El punto 7.3 de la Instrucción 2019/S-149 TV-108, basándose de nuevo en el Reglamento europeo, les exime de utilizar casco, dejando en manos de la ordenanza municipal la obligación de llevarlo puesto. Recordemos que los ciclistas hasta los 16 años deben circular con casco en las vías urbanas, los ciclomotoristas tienen que tener 15 años como mínimo y usar siempre casco, en cualquier vía, y, sin embargo, los conductores de VMP no sólo no tienen ningún límite de edad, sino que la obligación de utilizar casco va a depender de lo que establezca cada uno de los más de 8000 ayuntamientos españoles. Esto conduce a que haya distintos status jurídico-administrativos, resultantes de la relación vecinos-Municipio, que puede tener rasgos diferentes según la localidad donde se desarrollen la circulación de estos vehículos.

 

Seguidamente la Instrucción 2019/S-149 TV-108, señala en punto 6.2: “b) El aparato o vehículo (en el punto 2 de esta Instrucción había indicado que un vehículo era un aparato y ahora los presenta como distintos), que aparentemente ofrece prestaciones superiores a un VMP, no cumple los requisitos del Reglamento (UE) nº 168/2013”, cuando lo correcto sería que dijese algo así como “puede no cumplir o no estar cumpliendo”, porque con esta redacción el agente se ve obligado a dar fe a una apariencia, que como vimos puede ser el exceso de velocidad obtenido gracias al velocímetro del vehículo policial.

 

En ese mismo apartado dice que cuando aparentemente ofrece prestaciones superiores a un VMP, “no puede circular por las vías objeto de regulación.

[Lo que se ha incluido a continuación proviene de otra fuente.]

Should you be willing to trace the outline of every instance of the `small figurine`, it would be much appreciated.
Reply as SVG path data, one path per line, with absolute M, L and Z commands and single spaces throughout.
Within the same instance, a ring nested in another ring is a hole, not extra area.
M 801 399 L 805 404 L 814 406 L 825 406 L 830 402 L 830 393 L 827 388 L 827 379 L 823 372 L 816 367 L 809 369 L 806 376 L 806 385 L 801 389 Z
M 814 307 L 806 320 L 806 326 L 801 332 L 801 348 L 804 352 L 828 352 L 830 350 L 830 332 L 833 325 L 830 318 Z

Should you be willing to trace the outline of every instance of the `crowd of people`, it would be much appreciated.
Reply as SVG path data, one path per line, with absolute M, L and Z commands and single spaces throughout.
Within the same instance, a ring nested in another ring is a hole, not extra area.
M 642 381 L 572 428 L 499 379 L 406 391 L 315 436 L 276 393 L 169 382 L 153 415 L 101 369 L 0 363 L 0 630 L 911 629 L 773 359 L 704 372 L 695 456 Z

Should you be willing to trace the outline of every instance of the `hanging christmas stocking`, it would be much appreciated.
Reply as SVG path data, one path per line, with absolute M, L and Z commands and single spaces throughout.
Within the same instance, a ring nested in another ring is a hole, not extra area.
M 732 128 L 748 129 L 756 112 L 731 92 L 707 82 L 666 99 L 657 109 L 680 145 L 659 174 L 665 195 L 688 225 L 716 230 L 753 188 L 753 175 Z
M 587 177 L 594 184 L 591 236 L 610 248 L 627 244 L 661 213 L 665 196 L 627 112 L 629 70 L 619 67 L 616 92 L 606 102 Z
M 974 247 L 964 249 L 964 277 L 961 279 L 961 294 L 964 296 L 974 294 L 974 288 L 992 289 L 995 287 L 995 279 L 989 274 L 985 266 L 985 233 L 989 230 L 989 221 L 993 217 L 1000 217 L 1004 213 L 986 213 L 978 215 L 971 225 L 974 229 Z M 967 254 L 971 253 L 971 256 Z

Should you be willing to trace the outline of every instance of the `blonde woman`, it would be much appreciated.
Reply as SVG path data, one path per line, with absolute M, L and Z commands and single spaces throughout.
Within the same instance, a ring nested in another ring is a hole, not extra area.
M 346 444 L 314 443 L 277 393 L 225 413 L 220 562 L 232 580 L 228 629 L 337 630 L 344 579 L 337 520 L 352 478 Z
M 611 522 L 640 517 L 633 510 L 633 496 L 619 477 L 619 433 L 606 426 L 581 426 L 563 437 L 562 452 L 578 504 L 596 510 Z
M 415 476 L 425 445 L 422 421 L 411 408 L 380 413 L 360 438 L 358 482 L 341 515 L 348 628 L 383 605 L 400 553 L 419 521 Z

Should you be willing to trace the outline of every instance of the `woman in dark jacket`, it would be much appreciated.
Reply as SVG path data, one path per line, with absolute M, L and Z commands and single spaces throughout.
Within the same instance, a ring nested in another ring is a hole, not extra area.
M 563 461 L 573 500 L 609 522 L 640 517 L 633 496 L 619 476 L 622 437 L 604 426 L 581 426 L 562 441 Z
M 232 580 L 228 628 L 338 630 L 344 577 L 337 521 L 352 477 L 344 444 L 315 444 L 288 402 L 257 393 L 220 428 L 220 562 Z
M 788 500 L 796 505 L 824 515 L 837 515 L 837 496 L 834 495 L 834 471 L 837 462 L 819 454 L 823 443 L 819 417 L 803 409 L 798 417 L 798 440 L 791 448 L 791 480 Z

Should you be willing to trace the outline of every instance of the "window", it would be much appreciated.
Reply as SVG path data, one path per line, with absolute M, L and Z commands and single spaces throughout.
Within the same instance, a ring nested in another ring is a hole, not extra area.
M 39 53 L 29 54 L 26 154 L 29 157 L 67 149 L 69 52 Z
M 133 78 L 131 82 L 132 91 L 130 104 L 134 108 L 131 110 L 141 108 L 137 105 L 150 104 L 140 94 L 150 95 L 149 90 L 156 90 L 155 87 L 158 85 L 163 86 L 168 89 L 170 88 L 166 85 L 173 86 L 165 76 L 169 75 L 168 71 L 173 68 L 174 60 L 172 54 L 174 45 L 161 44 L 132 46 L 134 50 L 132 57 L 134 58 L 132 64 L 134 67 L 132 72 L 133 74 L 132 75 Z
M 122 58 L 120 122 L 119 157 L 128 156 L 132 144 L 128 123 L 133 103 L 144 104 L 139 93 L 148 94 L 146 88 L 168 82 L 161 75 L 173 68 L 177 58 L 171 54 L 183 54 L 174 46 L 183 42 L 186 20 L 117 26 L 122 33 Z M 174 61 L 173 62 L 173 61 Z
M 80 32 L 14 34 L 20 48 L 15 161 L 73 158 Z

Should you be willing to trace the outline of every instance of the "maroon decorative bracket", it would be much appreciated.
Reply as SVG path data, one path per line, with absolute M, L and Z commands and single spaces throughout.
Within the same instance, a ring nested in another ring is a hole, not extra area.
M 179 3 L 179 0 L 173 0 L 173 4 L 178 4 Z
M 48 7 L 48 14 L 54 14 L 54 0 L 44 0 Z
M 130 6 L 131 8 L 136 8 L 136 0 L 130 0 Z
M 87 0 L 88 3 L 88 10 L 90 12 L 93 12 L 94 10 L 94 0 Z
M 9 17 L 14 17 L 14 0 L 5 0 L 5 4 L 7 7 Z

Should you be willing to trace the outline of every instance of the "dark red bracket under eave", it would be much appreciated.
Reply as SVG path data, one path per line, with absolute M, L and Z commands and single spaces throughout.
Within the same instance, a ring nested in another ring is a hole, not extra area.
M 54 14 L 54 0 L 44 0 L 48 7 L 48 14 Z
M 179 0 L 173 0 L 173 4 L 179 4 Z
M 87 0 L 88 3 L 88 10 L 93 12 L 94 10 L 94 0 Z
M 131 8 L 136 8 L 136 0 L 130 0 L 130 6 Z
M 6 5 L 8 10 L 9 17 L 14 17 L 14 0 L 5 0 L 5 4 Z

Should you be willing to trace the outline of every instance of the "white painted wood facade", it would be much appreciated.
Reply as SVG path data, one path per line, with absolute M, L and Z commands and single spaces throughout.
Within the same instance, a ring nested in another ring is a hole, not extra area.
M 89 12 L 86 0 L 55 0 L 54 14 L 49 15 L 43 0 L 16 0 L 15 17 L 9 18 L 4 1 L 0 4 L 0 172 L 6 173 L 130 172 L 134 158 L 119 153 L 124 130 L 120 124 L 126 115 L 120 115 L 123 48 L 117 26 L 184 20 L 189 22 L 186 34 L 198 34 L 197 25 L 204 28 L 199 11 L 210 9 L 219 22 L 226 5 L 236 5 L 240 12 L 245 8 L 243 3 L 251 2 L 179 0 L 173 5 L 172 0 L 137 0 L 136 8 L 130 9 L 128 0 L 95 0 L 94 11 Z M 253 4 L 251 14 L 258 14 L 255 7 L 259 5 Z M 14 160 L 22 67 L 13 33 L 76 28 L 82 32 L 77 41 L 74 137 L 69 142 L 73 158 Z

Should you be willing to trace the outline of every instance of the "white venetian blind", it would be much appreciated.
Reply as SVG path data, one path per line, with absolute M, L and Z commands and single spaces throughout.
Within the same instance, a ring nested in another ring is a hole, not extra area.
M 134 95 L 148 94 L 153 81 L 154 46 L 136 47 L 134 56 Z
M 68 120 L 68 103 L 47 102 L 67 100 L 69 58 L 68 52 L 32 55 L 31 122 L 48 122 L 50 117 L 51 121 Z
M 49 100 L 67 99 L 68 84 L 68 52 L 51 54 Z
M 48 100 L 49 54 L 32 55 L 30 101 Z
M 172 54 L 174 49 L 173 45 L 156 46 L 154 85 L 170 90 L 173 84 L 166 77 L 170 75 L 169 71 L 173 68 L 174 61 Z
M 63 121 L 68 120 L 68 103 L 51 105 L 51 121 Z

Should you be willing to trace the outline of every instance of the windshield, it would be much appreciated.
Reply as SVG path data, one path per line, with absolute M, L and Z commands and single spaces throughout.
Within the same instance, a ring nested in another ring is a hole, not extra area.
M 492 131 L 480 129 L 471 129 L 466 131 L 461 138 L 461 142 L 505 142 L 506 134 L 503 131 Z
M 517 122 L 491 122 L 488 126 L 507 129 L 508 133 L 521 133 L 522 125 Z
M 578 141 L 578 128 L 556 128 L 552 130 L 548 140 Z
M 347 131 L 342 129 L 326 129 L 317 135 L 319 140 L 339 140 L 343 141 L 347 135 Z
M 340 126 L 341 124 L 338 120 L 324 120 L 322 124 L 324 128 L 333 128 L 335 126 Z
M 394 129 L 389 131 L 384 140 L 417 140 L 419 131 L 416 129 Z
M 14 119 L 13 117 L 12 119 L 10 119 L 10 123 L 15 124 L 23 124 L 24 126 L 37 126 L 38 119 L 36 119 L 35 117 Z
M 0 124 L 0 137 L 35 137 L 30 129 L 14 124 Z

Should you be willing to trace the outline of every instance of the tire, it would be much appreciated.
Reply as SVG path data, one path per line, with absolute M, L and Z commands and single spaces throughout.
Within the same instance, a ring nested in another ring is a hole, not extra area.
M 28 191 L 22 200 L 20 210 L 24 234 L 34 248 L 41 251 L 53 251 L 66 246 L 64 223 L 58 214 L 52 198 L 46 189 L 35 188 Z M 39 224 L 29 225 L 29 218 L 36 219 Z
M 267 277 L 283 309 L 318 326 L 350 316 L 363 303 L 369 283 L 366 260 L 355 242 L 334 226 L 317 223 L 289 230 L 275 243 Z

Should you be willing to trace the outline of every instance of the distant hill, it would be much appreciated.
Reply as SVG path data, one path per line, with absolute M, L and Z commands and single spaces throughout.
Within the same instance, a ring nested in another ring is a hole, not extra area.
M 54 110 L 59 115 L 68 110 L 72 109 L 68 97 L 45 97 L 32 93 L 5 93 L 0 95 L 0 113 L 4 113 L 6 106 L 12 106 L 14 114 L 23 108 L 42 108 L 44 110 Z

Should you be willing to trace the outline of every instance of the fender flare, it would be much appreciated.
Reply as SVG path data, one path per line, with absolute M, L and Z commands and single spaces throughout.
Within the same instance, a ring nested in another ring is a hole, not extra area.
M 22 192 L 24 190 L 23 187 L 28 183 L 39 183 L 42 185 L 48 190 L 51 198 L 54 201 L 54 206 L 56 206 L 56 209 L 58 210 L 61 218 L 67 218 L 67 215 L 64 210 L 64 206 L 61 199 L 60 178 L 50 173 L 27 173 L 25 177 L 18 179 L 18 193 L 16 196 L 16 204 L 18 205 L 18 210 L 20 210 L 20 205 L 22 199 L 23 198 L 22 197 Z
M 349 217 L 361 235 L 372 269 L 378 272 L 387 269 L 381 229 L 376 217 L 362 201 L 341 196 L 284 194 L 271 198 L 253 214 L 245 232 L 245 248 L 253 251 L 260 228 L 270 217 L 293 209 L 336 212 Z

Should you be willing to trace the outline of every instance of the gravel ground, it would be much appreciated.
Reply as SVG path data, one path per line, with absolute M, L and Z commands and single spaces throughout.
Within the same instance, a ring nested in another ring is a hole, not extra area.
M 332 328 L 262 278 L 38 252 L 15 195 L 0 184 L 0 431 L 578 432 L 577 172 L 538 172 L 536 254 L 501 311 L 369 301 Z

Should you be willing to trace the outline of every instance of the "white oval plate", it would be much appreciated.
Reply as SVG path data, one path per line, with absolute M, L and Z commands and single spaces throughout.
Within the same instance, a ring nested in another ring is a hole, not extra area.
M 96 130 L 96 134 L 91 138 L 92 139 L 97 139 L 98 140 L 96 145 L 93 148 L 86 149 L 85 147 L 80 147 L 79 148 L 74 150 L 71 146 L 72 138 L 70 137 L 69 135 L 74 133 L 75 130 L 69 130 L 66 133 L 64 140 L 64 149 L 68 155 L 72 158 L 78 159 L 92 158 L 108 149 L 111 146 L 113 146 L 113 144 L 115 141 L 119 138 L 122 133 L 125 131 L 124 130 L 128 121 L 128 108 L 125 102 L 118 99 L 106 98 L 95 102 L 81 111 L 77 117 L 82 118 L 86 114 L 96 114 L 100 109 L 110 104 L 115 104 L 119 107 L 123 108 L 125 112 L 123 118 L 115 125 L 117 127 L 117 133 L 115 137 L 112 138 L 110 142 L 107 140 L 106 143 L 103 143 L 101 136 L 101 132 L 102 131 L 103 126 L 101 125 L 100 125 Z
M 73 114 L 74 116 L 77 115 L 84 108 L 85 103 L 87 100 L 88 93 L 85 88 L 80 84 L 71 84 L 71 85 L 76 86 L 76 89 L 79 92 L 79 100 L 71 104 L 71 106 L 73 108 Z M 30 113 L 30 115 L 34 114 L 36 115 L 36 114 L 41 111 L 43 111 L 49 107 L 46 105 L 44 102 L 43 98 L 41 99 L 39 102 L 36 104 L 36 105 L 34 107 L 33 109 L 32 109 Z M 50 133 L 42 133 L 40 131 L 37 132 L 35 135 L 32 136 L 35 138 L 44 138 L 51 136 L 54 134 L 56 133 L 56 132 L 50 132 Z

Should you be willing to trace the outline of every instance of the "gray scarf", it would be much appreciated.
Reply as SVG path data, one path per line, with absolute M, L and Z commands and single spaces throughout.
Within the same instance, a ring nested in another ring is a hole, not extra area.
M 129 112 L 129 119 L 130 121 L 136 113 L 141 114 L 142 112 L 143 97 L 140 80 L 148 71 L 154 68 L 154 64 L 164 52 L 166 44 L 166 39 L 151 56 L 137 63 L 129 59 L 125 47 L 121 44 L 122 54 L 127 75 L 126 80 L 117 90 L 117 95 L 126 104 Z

Procederá formular denuncia por carecer de autorización administrativa para circular “.

 

También está mal redactado el punto 7.1 de esta Instrucción, ya que, justo al final, indica: “la circulación en un VMP fuera de las excepciones previstas …” cuando en el párrafo anterior había señalado “cabiendo la excepción de circulación por estas partes de las vías [aceras] cuando se trate únicamente de monopatines, patines a aparatos similares que lo hagan exclusivamente a paso de persona”

 

Es interesante observar como la DGT en la Instrucción 16/V-124, le endosa el problema de la circulación de los VMP a los ayuntamientos ya que después de reconocer que no se puede evitar la aparición de nuevas “soluciones de movilidad urbana” decide “en consecuencia” hacer una serie de proposiciones a los

 

ayuntamientos, pero evitando regular esas “soluciones de movilidad”, ya que una instrucción no puede hacerlo si no se apoya en una norma legal o reglamentaria.

 

Finalmente, conviene destacar que la Instrucción 2019/S-149 TV-108 recurre al Codificado de Infracciones de Tráfico editado por la DGT para facilitarle al agente su labor a la hora de denunciar, sin citarlo nunca como fuente.